Project 458557
A postbiotic approach that improves metabolic disease
A postbiotic approach that improves metabolic disease
Project Information
| Study Type: | Unclear |
| Research Theme: | Biomedical |
Institution & Funding
| Principal Investigator(s): | Marko, Daniel |
| Supervisor(s): | Schertzer, Jonathan D |
| Institution: | McMaster University |
| CIHR Institute: | Nutrition, Metabolism and Diabetes |
| Program: | |
| Peer Review Committee: | Doctoral Research Awards - A |
| Competition Year: | 2021 |
| Term: | 3 yrs 0 mth |
Abstract Summary
Many Canadians are overweight or obese and have a higher risk of type 2 diabetes and other metabolic diseases such as fatty liver disease. Sticking to a diet to prevent or reverse obesity and metabolic diseases is very hard.

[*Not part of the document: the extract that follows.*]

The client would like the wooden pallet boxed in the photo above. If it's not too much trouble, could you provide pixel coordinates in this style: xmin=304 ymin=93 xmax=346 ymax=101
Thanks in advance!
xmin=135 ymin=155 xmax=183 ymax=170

This is an urgent health problem since even small changes in blood factors that are altered by diet can increase the risk of early death. For example, increased blood glucose links many metabolic diseases together an increases risk of early sickness and death. Nutrition is a key factor in metabolic health. Food interacts with bacteria that live in our guts and this relationship is important in how food alters blood glucose and metabolic disease. Nearly all microbiome research tries to look at what goes wrong during disease using the names of bacteria in the gut. The hope so far has been to find or develop a new probiotic (i.e., live bacteria) or prebiotic (i.e., compound that alters many live bacteria). We have discovered that "postbiotics" can alter metabolic disease and blood glucose. Our approach is different from prebiotics (that are not specific) or a magic bullet probiotic bacterium, which have never worked for metabolic disease. Postbiotics are dead parts of bacteria or metabolites that come from living or dead groups of bacteria. Many bacteria have evolved to avoid us and live despite our immune system. This allowed us to find very specific beneficial parts of bacteria. These bacterial parts are postbiotics and we know that they improve key aspects of metabolic disease. We now have candidate postbiotics that are beneficial, but do not need to be alive to improve blood glucose and metabolic disease during poor nutrition. Probiotic and prebiotics need to fight with the bacteria that is already in the gut, but our postbiotics overcome this limitation. We will now test and figure out how new postbiotics work during different diets so that we can develop better ways to support nutritional approaches to metabolic disease.